Но справедливость не в расплатах и мщениях, мир не торжище, не базар и не рынок, мир скорее похож на мастерскую. Мир не торговля. Не баш на баш, не обмен: "Я сделаю добро - и мне кто-нибудь сделает". А если не сделает, тогда что? Тогда я стану злым? Нет, человек в своей душе не купец, а творец. Мы любим, мы стараемся совершать добрые поступки, мы трудимся, мы наслаждаемся жизнью, потому что она сама есть творчество, она носит проблемный, а не обменный характер.

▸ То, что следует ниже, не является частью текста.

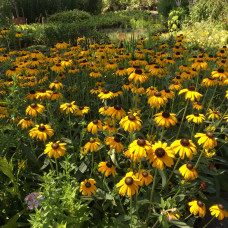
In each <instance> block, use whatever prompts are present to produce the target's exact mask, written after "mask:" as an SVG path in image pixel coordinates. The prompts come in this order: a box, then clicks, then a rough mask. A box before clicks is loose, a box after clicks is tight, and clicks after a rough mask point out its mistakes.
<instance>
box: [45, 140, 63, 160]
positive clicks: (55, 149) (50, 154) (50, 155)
mask: <svg viewBox="0 0 228 228" xmlns="http://www.w3.org/2000/svg"><path fill="white" fill-rule="evenodd" d="M65 145H66V143H60V142H59V141H57V142H55V143H53V142H49V143H48V144H47V145H46V148H45V150H44V154H48V156H49V158H51V157H52V156H53V157H54V158H59V157H61V156H64V154H65V151H66V148H65Z"/></svg>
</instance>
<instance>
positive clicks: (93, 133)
mask: <svg viewBox="0 0 228 228" xmlns="http://www.w3.org/2000/svg"><path fill="white" fill-rule="evenodd" d="M98 129H100V130H101V131H102V130H103V126H102V122H101V121H100V120H93V121H91V122H90V123H89V124H88V126H87V130H88V132H91V133H92V134H97V132H98Z"/></svg>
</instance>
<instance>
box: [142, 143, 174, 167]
mask: <svg viewBox="0 0 228 228" xmlns="http://www.w3.org/2000/svg"><path fill="white" fill-rule="evenodd" d="M174 158H175V152H174V150H173V149H172V148H171V147H168V146H167V143H162V142H161V141H158V142H157V143H155V144H154V145H152V150H151V151H150V152H149V153H148V155H147V158H146V159H147V160H149V162H150V163H152V162H153V164H152V166H153V167H157V168H159V169H161V170H163V169H164V164H165V165H166V166H168V167H171V166H172V165H173V164H174V162H173V159H174Z"/></svg>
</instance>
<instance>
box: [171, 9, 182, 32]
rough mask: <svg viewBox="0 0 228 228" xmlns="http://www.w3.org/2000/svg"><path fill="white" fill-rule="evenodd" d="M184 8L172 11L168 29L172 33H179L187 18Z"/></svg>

Справедливость мира - в его творчестве, проблемности, в нашей деятельности и борьбе. Пока я живу, есть и возможность действовать, стремиться к счастью - вот в чем справедливость. Или мы целиком полагаемся на внутренние силы ребенка, человека, верим в них, растим ребенка, который не нуждается в страхе, регулирует свою жизнь исходя из внутренних своих побуждений, ведет себя как человек не потому, что он чего-то боится, а потому, что он действительно человек, нравственное и духовное существо. Или мы этого ничего не признаем, в ребенка нашего не верим, в свою нравственную силу не верим - и действуем по модели "кнут и пряник".
Воспитывать по модели "кнут и пряник" относительно легко, такое воспитание нельзя не признать действенным, особенно если проводить его неуклонно. Но оно опасно для будущего детей. Может вырасти человек, который при первой же серьезной неудаче, при первой же беде возденет руки и возропщет: "За что?!" И потеряет веру в правду, веру в жизнь, в любовь и совесть. И тогда окажется, что его воспитывали безнравственным. Все делали как положено, а вырос безнравственным. И тут уж настанет наша очередь воздеть руки и воскликнуть: "За что? За что нам такое наказание, за какие грехи?"
Мы все воспитаны по привычным моделям старинной педагогической веры, никуда от них не уйти. Мы тоже будем воздействовать на детей, воспитывать их, в дурном смысле слова; мы тоже люди, и, значит, в нас тоже кипит страсть к воспитанию. Мы непременно будем и поучать детей, и приучать их, не имея на то силы и времени, и поощрять, и наказывать; но полезно видеть и дурную сторону такого воспитания.
Мне рассказывал молодой инженер из Ангарска: "Пришли к десятилетнему сыну товарищи, сидят разговаривают. Я прислушался: речь идет о пересадке сердца. Ну, знаете, как дети любят такие темы. И вдруг слышу, мой сын говорит: "А я бы хотел, чтобы мне пересадили сердце папы. Мне нравится, какое у папы сердце".